FreeStor connects robust yet flexible data protection and Disaster Recovery to the cloud. It enables organisations to seamlessly migrate, protect and recover data in the cloud without being tied to specific hardware, networks or protocols. This makes it an ideal solution for businesses that are looking to cut costs and recovery time, as well as enabling Managed Service Providers (MSPs) to offer Backup-as-a-Service (BaaS) or Disaster-Recovery-as-a-Service (DRaaS) offerings.
FreeStor can move any workload – running on a physical server or virtual machine – from an on-premise environment to a public cloud infrastructure, such as Amazon Web Services (AWS) or Microsoft Azure, to provide solutions for DR, backup, and optimised storage infrastructure.

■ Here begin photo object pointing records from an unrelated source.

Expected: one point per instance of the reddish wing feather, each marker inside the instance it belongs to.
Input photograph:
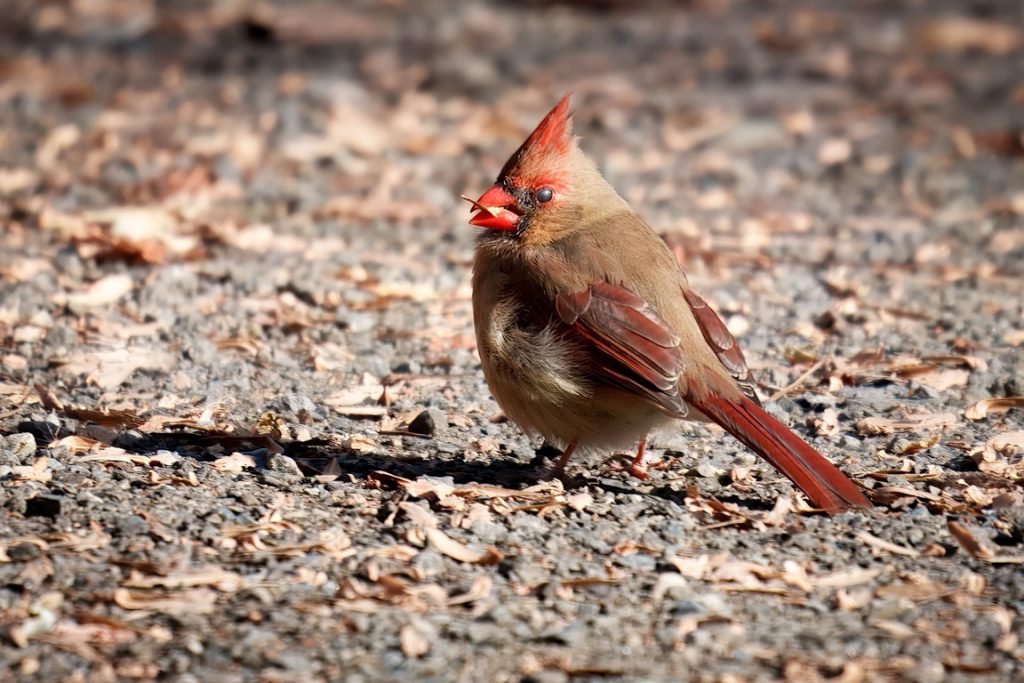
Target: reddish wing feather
(722, 342)
(636, 349)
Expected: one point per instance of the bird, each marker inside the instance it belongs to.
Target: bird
(589, 333)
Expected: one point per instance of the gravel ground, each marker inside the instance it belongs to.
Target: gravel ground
(244, 433)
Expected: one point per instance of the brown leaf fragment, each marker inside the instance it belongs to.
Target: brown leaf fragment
(194, 601)
(976, 548)
(38, 471)
(853, 600)
(986, 407)
(914, 587)
(412, 641)
(958, 34)
(419, 515)
(876, 425)
(846, 578)
(233, 463)
(479, 590)
(1014, 338)
(217, 577)
(882, 544)
(458, 551)
(104, 291)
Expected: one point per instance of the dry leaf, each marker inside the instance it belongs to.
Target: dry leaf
(103, 291)
(878, 425)
(412, 642)
(233, 463)
(976, 548)
(195, 601)
(957, 34)
(226, 582)
(457, 551)
(988, 407)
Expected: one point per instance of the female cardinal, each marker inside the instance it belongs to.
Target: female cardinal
(589, 333)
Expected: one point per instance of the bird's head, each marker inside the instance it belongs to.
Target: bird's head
(536, 181)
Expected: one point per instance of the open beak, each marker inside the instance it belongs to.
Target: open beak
(496, 209)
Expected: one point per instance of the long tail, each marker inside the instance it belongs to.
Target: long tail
(823, 483)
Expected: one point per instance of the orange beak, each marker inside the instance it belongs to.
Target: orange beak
(496, 209)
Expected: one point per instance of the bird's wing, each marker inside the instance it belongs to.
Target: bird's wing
(722, 342)
(636, 350)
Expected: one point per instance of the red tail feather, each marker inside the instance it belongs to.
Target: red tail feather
(821, 481)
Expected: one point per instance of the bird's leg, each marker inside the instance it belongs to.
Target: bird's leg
(637, 467)
(559, 469)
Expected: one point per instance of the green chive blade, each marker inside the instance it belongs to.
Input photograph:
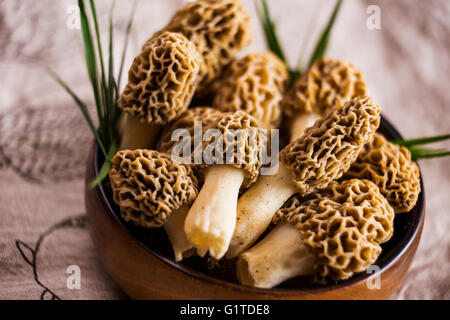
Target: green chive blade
(269, 30)
(420, 141)
(125, 46)
(91, 63)
(83, 109)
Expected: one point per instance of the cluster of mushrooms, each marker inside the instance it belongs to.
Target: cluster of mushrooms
(323, 211)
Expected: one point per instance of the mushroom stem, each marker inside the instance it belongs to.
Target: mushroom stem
(211, 220)
(256, 207)
(136, 134)
(277, 258)
(175, 230)
(301, 122)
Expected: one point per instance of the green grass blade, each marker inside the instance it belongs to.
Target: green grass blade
(305, 43)
(322, 44)
(420, 141)
(269, 30)
(104, 170)
(125, 46)
(83, 109)
(91, 63)
(99, 44)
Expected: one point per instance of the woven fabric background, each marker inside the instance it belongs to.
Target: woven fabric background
(44, 140)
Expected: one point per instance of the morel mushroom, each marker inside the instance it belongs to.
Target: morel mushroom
(326, 86)
(205, 115)
(254, 84)
(161, 84)
(211, 220)
(310, 163)
(331, 234)
(153, 191)
(391, 168)
(218, 28)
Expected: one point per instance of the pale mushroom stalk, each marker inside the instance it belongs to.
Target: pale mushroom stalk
(136, 134)
(174, 227)
(211, 220)
(153, 191)
(306, 165)
(255, 208)
(330, 234)
(278, 257)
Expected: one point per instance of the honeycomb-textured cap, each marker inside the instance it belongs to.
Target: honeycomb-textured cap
(342, 226)
(186, 121)
(162, 79)
(327, 85)
(391, 168)
(218, 28)
(327, 149)
(241, 138)
(148, 186)
(254, 84)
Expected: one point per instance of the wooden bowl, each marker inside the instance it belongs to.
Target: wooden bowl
(144, 272)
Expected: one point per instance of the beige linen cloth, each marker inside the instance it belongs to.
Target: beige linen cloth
(44, 140)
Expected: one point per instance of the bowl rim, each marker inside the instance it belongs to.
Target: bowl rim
(392, 256)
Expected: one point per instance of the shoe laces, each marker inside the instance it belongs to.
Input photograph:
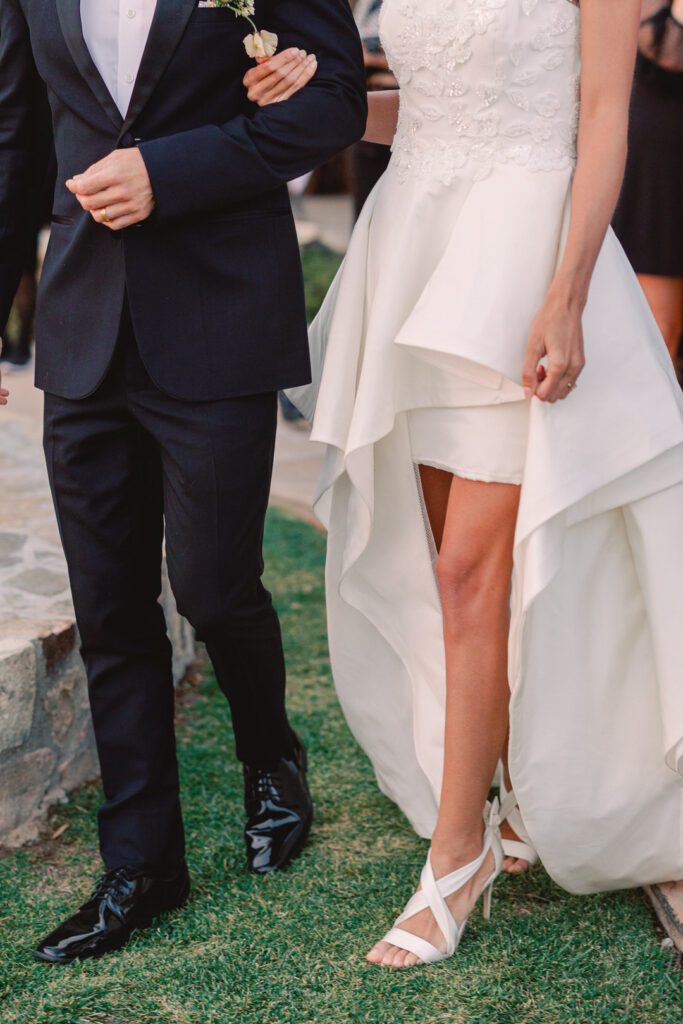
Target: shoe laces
(261, 783)
(112, 884)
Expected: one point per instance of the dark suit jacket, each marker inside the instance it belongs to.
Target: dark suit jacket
(213, 278)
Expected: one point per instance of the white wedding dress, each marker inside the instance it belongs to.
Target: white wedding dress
(418, 354)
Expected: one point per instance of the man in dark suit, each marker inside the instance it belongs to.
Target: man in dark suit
(170, 312)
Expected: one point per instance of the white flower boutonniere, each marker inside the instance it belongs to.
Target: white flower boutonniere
(258, 43)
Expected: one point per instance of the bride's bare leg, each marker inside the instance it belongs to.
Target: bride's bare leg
(474, 569)
(436, 488)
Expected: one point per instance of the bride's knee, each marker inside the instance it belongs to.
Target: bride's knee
(474, 587)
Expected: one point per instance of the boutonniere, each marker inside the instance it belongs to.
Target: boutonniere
(258, 43)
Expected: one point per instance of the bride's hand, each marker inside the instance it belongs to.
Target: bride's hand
(557, 334)
(275, 79)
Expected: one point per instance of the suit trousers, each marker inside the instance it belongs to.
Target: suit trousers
(123, 463)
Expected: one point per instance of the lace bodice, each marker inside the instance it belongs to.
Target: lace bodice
(483, 83)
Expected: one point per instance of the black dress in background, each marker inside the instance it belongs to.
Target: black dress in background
(649, 216)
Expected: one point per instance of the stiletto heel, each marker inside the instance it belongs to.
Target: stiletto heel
(433, 895)
(487, 901)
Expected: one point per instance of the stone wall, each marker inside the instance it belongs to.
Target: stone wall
(46, 742)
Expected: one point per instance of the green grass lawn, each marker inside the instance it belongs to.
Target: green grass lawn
(290, 949)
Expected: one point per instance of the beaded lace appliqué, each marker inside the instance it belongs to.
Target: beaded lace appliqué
(483, 82)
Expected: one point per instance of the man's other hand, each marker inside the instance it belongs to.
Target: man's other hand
(116, 190)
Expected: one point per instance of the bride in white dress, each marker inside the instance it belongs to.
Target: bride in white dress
(470, 456)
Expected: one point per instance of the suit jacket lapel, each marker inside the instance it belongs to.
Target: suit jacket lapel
(70, 19)
(169, 23)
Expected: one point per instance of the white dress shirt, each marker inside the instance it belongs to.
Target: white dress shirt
(116, 33)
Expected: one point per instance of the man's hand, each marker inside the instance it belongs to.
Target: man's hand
(275, 79)
(116, 190)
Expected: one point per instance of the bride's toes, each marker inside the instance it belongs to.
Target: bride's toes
(391, 954)
(377, 953)
(515, 865)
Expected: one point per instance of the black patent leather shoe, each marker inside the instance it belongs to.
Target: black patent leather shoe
(124, 900)
(280, 813)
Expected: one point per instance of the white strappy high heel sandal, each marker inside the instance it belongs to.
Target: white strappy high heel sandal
(434, 893)
(521, 848)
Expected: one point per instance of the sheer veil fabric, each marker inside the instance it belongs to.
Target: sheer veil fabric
(446, 268)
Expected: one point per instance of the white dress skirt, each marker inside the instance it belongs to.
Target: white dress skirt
(417, 357)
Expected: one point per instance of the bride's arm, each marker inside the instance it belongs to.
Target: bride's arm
(382, 117)
(609, 33)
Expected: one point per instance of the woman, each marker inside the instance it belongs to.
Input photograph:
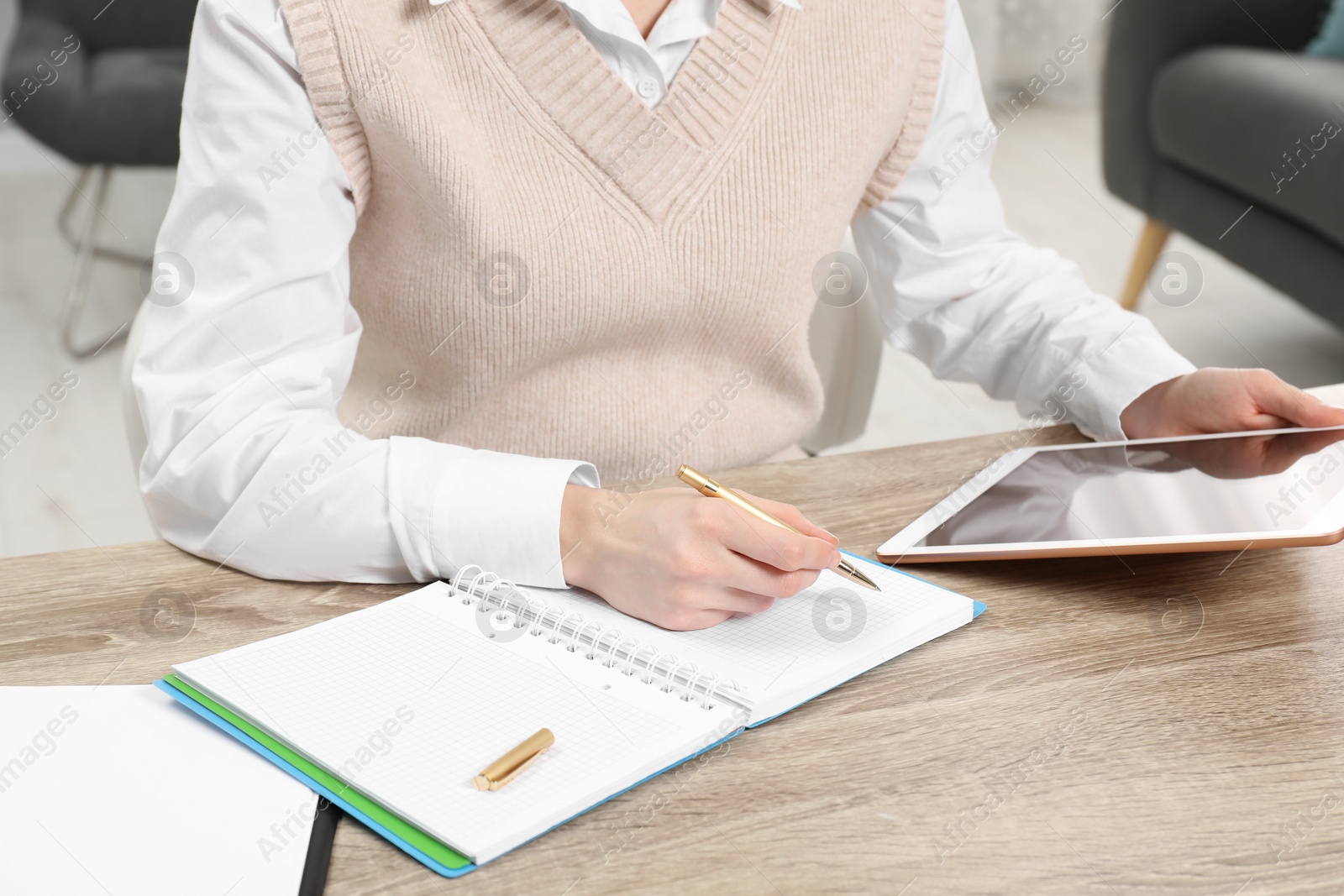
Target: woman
(437, 246)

Using FreeStor, MSPs and Cloud Service Providers (CSPs) can offer consistent on-premise and cloud-based services more readily, as well as incorporate public cloud offerings at lower costs. They can also offer both secondary and tertiary site alternatives to on-premise and hosted facilities. In addition to eliminating hardware vendor lock-in, FreeStor eliminates MSP and CSP lock-in with the ability to enable "cloud hopping" should the need arise to change cloud or MSP vendors. Users do not find their data trapped in proprietary formats or hindered by the lack of tools to move data quickly in a cost-optimised manner.